Daniel Fusca, a public consultation manager with the Parks, Forestry, and Recreation Department, told the LGBTQ newspaper Xtra, “There’s no ulterior motive behind any of the directions identified in the draft master plan that are intended to disrupt activities already happening at Hanlan’s, whatever they are.” He maintains there are no plots to privatize, disassemble, or de-queer the beach.
If true, that might satisfy some in the naturist community.
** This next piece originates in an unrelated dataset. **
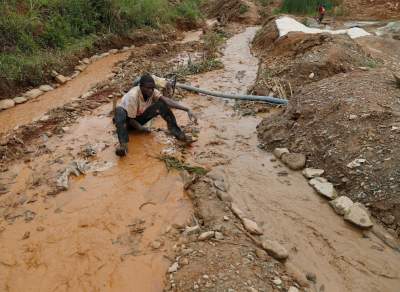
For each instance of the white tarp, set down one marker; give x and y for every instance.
(287, 24)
Greg Snow of the FCN said his organization would like to see the beach expanded to the area to the north. “Ideally, this would be labelled nude use only,” Snow said, pointing out that although Hanlan’s Point is popular, “over 90% of beach users are not nude.” An “emphasis on nude use would make the beach a much better place for naturists to visit,” he argued, along with toilets closer to the beach.
But many, especially organizers with Hands Off Hanlan’s, remain skeptical of the city’s promises, especially after feeling spurned in earlier rounds of consultation. “The city is pushing the narrative that this plan is still a draft…but in November [2022], they said consultation was at its end,” the Hands Off representative told us.
That’s why activists are urging caution and say that celebrations over the death of the events venue have to be tempered. “The goal was never to just raise the issue of the festival space,” the Hands Off rep said, “It’s the question of what the future of the beach should be, what’s wrong with it currently, and what should it look like.”
Right now, queer and nude activists alike are pushing city planners to stick by the claim that they’re still listening to the community. While Hanlan’s Point Beach’s technical status as a clothing optional recreational space may not be on the line, the danger remains that it could become so hemmed in by other programs and uses that its character will be irrevocably altered.
Should that come to pass, it would be easier for future conservative crusaders or politicians running on “family friendly” platforms to target Hanlan’s. The beach already lost its nude status once before, in 1930. Campaigners warn it could happen again. That’s why a broad coalition of LGBTQ people, nudists, naturists, conservationists, and others with a stake in preserving this space must unite to save Hanlan’s Point Beach. 🪐
Maybe this has been missed (by me), but a comparison with the loss of Maui's Little Beach comes to mind:
https://naturisteducation.org/wp-content/uploads/library/newsletters/2021_10_11.pdf
Honestly, sorry to be the cynic again, but in North America at least (and from what I hear Australia), I think this will continue to happen (and protest like what happened a last year at the B&N indoor swim in the UK). And that has to do with Both USA and Canada being new counties that still have their old puritan ties. Canada and the States are not Germany, or the Scandinavian countries with their historic ties to FKK, and Saunas, etc., which are even used even by textiles. Or places like Corsica in France, where the island has two popular naturist resorts with large nude beaches.
The only thing that could be done is to visit a secluded nudist clubs resort. But they also need to be more welcoming, which means lowing their day rates for visitors.